Manage content
How to make sure your content is accurate and relevant - keep a content inventory, schedule maintenance, watch users and feedback.
Summary: Make time to monitor how your content is used and make updates to keep it relevant.
Over time content can become inaccurate or misleading. And links can break.
Relying on your publishing system to help keep content up to date is not enough. We recommend to keep your content in good shape by:
- keeping a content inventory
- identifying maintenance intervals per piece of content
- scheduling that maintenance
- monitoring how your content is being used
- collecting and reviewing user feedback.
Keep a content inventory
A content inventory records all the content you’re responsible for and the shape it’s in.

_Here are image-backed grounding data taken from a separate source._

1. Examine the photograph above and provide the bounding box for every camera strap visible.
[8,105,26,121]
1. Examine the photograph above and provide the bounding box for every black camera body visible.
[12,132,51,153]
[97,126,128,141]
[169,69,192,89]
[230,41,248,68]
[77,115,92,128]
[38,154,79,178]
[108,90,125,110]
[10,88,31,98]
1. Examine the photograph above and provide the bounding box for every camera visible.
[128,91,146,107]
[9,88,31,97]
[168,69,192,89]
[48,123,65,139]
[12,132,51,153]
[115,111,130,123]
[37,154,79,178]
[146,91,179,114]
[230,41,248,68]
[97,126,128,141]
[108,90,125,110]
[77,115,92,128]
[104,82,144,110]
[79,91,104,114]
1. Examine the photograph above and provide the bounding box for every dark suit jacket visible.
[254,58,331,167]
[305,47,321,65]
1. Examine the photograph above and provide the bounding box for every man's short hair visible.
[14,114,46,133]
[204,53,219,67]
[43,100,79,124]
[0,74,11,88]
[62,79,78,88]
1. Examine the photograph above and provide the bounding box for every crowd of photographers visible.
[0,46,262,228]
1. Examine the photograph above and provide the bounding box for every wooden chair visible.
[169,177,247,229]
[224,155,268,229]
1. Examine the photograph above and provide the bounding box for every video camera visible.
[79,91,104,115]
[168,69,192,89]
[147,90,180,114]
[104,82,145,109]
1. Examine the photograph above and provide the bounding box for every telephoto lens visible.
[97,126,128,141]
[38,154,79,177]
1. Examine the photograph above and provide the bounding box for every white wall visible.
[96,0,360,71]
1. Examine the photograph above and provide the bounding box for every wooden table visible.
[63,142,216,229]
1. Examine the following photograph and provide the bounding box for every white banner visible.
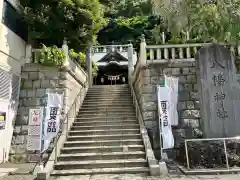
[42,93,63,153]
[164,75,179,126]
[27,108,44,151]
[157,86,174,149]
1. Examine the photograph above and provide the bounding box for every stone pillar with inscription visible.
[196,44,240,138]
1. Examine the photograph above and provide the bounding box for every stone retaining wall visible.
[133,61,201,152]
[10,63,87,162]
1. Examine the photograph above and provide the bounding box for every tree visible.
[152,0,240,43]
[97,0,163,47]
[20,0,106,51]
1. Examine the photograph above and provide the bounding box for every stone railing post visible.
[86,48,92,87]
[25,44,32,64]
[128,43,133,84]
[62,38,70,68]
[140,34,147,67]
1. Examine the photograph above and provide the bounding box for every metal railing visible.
[184,137,240,173]
[54,81,88,163]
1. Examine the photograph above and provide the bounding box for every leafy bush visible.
[39,45,65,67]
[69,49,99,75]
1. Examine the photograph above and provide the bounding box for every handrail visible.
[53,81,88,163]
[129,81,159,175]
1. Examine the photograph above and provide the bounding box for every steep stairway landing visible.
[51,85,149,176]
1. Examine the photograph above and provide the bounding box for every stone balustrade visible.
[146,43,240,62]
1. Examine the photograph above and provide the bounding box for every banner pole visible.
[157,85,163,161]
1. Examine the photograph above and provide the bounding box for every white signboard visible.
[27,108,44,151]
[164,75,179,126]
[157,86,174,149]
[42,93,63,152]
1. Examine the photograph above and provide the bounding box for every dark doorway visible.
[94,63,128,85]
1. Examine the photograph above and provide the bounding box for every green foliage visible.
[39,45,65,67]
[20,0,106,51]
[156,0,240,43]
[97,0,161,48]
[69,49,98,75]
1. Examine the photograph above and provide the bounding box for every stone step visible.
[61,145,145,154]
[73,120,138,126]
[71,124,139,131]
[77,113,136,118]
[78,109,135,114]
[86,94,131,97]
[67,134,141,141]
[81,102,133,106]
[51,167,149,176]
[54,159,147,170]
[75,116,137,121]
[86,93,131,97]
[84,98,132,102]
[81,104,134,109]
[68,129,140,136]
[57,151,146,161]
[64,139,143,147]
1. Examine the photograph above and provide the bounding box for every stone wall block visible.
[140,85,156,94]
[194,101,200,109]
[38,72,45,79]
[143,69,151,77]
[182,68,190,75]
[150,67,163,76]
[193,84,198,92]
[16,115,28,126]
[36,89,46,98]
[182,110,200,119]
[186,101,195,109]
[49,80,58,88]
[23,81,33,89]
[181,119,200,129]
[142,93,157,102]
[40,80,50,88]
[59,80,68,87]
[28,72,39,80]
[33,80,41,88]
[21,72,29,80]
[189,67,196,73]
[177,101,186,111]
[169,62,194,68]
[143,111,155,121]
[13,126,21,134]
[190,92,199,100]
[163,68,172,75]
[59,72,68,80]
[44,71,59,80]
[14,135,25,145]
[187,75,197,83]
[27,90,35,98]
[23,99,41,106]
[19,90,27,98]
[178,92,190,101]
[183,84,193,92]
[22,64,39,72]
[142,102,157,111]
[171,68,181,75]
[178,76,187,83]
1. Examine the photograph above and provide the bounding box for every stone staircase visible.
[51,85,149,176]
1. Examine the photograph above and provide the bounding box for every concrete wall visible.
[133,61,200,152]
[10,63,87,162]
[0,0,27,163]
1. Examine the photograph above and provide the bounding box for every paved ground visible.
[49,174,240,180]
[0,174,240,180]
[0,163,239,180]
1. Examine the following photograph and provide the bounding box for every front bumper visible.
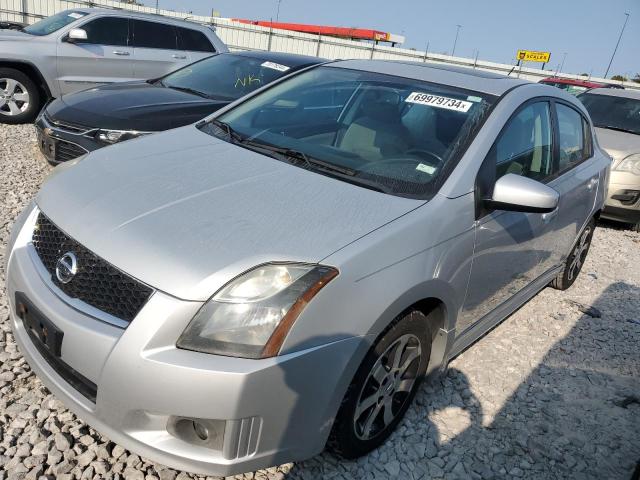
[6,209,365,475]
[602,171,640,225]
[35,112,100,164]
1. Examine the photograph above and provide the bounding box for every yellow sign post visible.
[517,50,551,63]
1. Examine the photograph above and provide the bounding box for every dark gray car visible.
[0,8,227,123]
[6,61,609,475]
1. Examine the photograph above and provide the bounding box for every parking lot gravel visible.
[1,123,639,480]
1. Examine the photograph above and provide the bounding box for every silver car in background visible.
[0,8,227,123]
[579,88,640,231]
[6,61,609,475]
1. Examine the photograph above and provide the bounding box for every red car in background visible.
[540,76,623,96]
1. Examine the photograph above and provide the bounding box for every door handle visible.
[587,177,599,191]
[112,50,130,56]
[172,54,187,59]
[542,207,559,224]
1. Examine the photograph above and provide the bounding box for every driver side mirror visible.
[65,28,88,43]
[486,173,559,213]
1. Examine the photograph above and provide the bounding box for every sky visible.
[142,0,638,79]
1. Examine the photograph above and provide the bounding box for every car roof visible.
[230,50,325,68]
[584,87,640,100]
[68,7,213,29]
[326,59,529,96]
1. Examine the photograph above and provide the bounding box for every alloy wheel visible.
[568,226,592,282]
[353,333,422,440]
[0,78,30,116]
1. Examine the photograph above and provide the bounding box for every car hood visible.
[0,30,33,40]
[49,81,228,131]
[36,126,423,301]
[594,127,640,164]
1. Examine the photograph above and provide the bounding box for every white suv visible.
[0,8,228,123]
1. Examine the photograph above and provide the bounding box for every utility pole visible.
[605,12,630,78]
[155,0,159,13]
[276,0,282,22]
[451,24,462,56]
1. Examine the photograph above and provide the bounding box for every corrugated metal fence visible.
[2,0,637,89]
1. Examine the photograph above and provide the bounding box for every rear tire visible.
[0,68,41,124]
[328,310,432,459]
[550,218,596,290]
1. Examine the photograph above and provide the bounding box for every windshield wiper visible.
[210,119,245,143]
[595,124,639,135]
[167,85,211,99]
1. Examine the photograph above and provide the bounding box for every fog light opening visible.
[192,420,209,441]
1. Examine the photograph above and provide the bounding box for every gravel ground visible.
[0,123,639,480]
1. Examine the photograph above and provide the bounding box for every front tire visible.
[550,218,595,290]
[329,310,432,459]
[0,68,41,124]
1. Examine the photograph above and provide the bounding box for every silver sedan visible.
[6,60,609,475]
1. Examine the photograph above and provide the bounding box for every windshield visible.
[23,10,87,36]
[201,66,495,198]
[579,93,640,135]
[161,54,302,101]
[542,81,589,96]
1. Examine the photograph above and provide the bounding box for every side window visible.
[133,20,178,50]
[178,28,215,53]
[79,17,129,46]
[492,102,554,183]
[557,103,588,171]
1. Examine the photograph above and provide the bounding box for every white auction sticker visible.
[261,61,290,72]
[405,92,473,112]
[416,163,436,175]
[68,12,84,19]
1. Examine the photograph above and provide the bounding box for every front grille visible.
[32,213,153,323]
[45,113,90,134]
[55,140,87,162]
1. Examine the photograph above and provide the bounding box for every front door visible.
[57,16,134,95]
[458,100,562,333]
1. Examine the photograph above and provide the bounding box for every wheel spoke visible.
[4,79,17,95]
[395,378,414,393]
[391,336,409,370]
[382,397,394,426]
[362,403,382,438]
[13,92,28,102]
[371,360,388,385]
[355,393,378,419]
[398,347,420,375]
[8,101,21,115]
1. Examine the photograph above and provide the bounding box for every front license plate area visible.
[15,291,63,357]
[36,128,56,161]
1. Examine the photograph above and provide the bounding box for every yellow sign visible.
[517,50,551,63]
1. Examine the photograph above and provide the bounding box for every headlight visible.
[177,263,338,358]
[615,154,640,176]
[95,129,149,144]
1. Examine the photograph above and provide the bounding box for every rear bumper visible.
[6,208,366,476]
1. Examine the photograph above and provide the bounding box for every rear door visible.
[176,26,217,64]
[56,16,134,95]
[547,101,600,261]
[131,19,190,79]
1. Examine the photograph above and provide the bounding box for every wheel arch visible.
[0,60,53,101]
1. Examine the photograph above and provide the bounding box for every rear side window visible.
[492,102,554,183]
[178,28,215,53]
[556,103,589,171]
[80,17,129,46]
[133,20,178,50]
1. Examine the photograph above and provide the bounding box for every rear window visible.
[23,10,88,36]
[178,27,215,53]
[133,20,177,50]
[579,93,640,135]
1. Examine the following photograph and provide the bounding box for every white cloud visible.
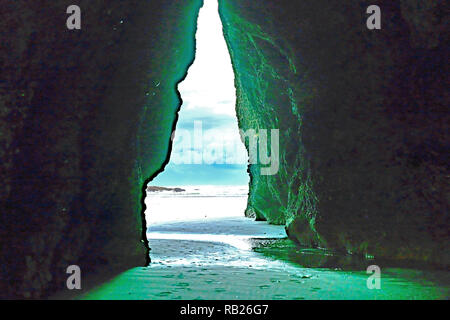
[178,0,237,117]
[153,0,249,186]
[172,0,247,166]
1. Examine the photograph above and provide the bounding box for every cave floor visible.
[80,216,449,300]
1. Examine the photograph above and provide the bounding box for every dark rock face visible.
[220,0,448,263]
[0,0,447,299]
[0,0,202,298]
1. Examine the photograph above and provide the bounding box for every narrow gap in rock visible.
[144,0,253,265]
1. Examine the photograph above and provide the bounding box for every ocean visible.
[145,185,249,226]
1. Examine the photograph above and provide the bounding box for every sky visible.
[151,0,249,186]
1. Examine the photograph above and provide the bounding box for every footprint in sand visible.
[289,279,303,284]
[162,274,175,278]
[156,291,172,297]
[259,285,270,289]
[215,288,226,293]
[270,279,281,283]
[175,282,190,288]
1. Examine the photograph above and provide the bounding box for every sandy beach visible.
[78,186,449,300]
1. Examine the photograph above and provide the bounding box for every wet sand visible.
[81,215,449,300]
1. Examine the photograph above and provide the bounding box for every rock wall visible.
[0,0,447,299]
[220,0,448,263]
[0,0,202,298]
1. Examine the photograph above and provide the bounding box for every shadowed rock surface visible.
[220,0,448,263]
[0,0,448,298]
[0,0,203,298]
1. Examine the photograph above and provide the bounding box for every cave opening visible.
[144,0,250,260]
[2,0,448,300]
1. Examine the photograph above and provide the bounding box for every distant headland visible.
[146,186,186,193]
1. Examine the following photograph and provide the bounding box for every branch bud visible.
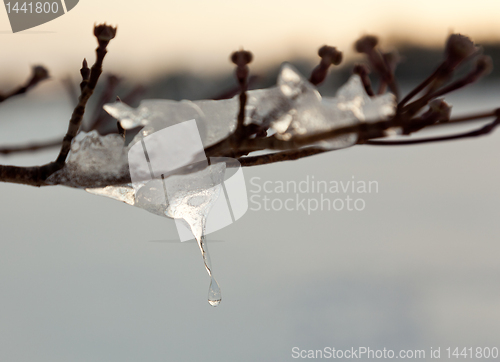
[444,33,478,67]
[80,58,90,80]
[32,66,49,82]
[318,45,342,65]
[354,35,378,54]
[231,50,253,86]
[94,23,117,46]
[474,55,493,76]
[231,50,253,67]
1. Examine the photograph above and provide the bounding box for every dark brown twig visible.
[399,64,445,107]
[309,45,342,86]
[353,64,374,96]
[403,55,493,115]
[354,35,399,100]
[238,147,328,167]
[365,115,500,146]
[399,33,480,108]
[0,66,49,103]
[0,138,61,155]
[0,23,116,186]
[230,49,253,145]
[213,75,258,100]
[53,24,117,167]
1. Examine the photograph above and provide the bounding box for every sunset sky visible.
[1,0,500,82]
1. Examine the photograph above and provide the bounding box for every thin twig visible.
[0,138,61,155]
[403,56,492,115]
[213,75,258,100]
[53,24,117,168]
[365,116,500,146]
[399,64,444,107]
[0,24,116,186]
[230,50,252,142]
[309,46,342,86]
[446,110,497,124]
[353,64,374,97]
[0,66,49,103]
[238,147,329,167]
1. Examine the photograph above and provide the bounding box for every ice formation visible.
[86,160,227,306]
[103,63,396,150]
[162,162,226,306]
[47,63,396,306]
[46,130,129,188]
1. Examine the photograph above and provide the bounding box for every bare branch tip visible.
[93,23,117,42]
[475,55,493,75]
[231,49,253,66]
[354,35,379,54]
[31,65,49,82]
[80,58,90,80]
[318,45,342,65]
[445,33,478,66]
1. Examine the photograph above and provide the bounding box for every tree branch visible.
[0,24,117,186]
[0,66,49,103]
[365,114,500,146]
[0,31,498,188]
[237,147,329,167]
[0,138,61,155]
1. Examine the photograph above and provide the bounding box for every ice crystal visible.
[46,131,129,187]
[104,63,395,151]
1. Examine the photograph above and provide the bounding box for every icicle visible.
[162,162,226,306]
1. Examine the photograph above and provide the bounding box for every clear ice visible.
[263,63,395,149]
[103,63,395,150]
[46,130,129,188]
[87,161,226,306]
[46,63,396,306]
[163,162,226,306]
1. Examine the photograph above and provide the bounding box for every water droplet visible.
[208,299,221,307]
[197,234,221,307]
[208,277,221,307]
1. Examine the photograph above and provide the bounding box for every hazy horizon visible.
[1,0,500,83]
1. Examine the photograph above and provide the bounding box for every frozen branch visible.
[0,29,498,189]
[0,23,116,186]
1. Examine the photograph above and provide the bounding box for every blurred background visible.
[2,0,500,82]
[0,1,499,361]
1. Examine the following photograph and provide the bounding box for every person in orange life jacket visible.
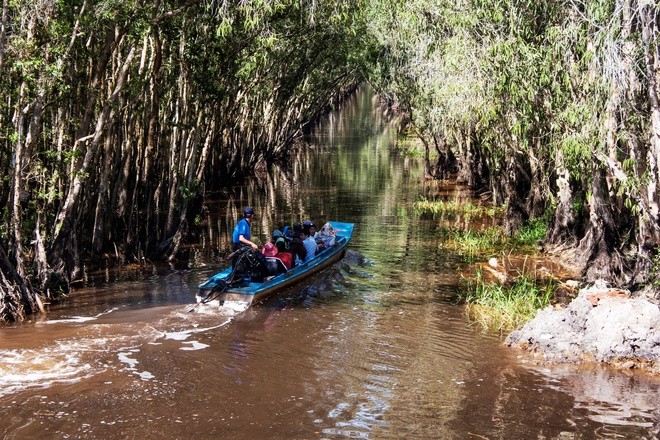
[232,207,259,251]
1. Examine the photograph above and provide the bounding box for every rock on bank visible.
[506,281,660,373]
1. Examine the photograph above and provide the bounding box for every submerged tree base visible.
[506,281,660,374]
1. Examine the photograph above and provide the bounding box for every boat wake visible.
[40,307,122,324]
[0,344,98,398]
[0,303,241,398]
[221,300,251,313]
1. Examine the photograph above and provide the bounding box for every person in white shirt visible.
[301,223,318,262]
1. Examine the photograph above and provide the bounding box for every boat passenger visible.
[301,227,318,262]
[288,230,307,265]
[261,230,282,256]
[316,222,336,248]
[282,225,292,241]
[232,207,259,252]
[304,219,329,250]
[262,241,286,275]
[283,222,301,246]
[272,229,284,243]
[303,219,316,238]
[261,242,278,257]
[274,237,293,270]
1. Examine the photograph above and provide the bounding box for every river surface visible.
[1,87,658,439]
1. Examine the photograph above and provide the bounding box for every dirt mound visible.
[506,281,660,373]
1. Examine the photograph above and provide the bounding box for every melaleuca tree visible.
[0,0,370,321]
[365,0,660,286]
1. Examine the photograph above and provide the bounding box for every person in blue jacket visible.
[232,207,259,252]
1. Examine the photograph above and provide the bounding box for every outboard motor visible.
[233,248,267,283]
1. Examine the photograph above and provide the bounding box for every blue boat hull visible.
[197,222,354,306]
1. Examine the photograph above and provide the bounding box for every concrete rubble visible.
[506,280,660,373]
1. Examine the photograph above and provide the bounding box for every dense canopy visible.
[1,0,658,321]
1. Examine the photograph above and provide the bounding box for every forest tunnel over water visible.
[0,0,658,437]
[0,85,658,439]
[1,0,660,322]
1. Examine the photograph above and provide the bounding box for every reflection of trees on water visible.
[195,86,403,255]
[194,84,495,291]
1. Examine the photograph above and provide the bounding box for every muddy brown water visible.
[1,87,658,439]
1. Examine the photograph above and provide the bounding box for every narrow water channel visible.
[0,87,658,439]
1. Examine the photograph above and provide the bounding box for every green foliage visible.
[512,217,548,247]
[1,0,658,319]
[651,253,660,287]
[0,0,371,277]
[414,196,504,218]
[438,227,506,263]
[364,0,660,282]
[437,216,547,264]
[395,134,424,157]
[179,179,201,201]
[462,271,555,331]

You can use a spreadsheet to record per page/piece of content:
- address (URL)
- title
- format (web page, document, multimedia)
- content owner or approver
- date last updated.
You could also add updating details, usage stats and more.
If you keep an accurate inventory, you can pass it on when someone else takes over responsibility for your content.
Identify maintenance intervals
To keep content up to date, set a review date for each page. Add this to your spreadsheet. Usually, you’ll need to check content every 6–12 months. But check it more often when it includes:
- dates — review the content on or the day after each date.
- links — if your system doesn’t run broken link checks, you’ll need to check at least every 2–3 months.
Schedule maintenance time
Scheduling maintenance time can help that work to get done. It also helps you to understand some of the costs of publishing content. If you have more content than you have time to manage, you either need more people or less content.
Monitor use
Check how your content is being used. If you don’t have access, ask your web manager.
You could include in your inventory:
- page views – is it under-performing? Do you need to improve the content or remove the page?
- average time-on-page – what does the time tell you – is it valued by users?
- bounce rate – is the rate acceptable? Are you expecting users to click through to content or complete their task on this page?
- landing pages, exit pages – which pages do people first arrive on? From which pages are they leaving? Any surprises here?
- search terms – are the search terms what you expected? Which topics are searched for most?
Monitor user feedback
Does your website include a ‘Was this page helpful?’ feature for users? If so make sure you get access to the information users submit.
Other feedback channels include: email, social, call and customer services centres. Use this feedback to look for:
- problems with content
- gaps in existing content
- words users associate with a topic or task.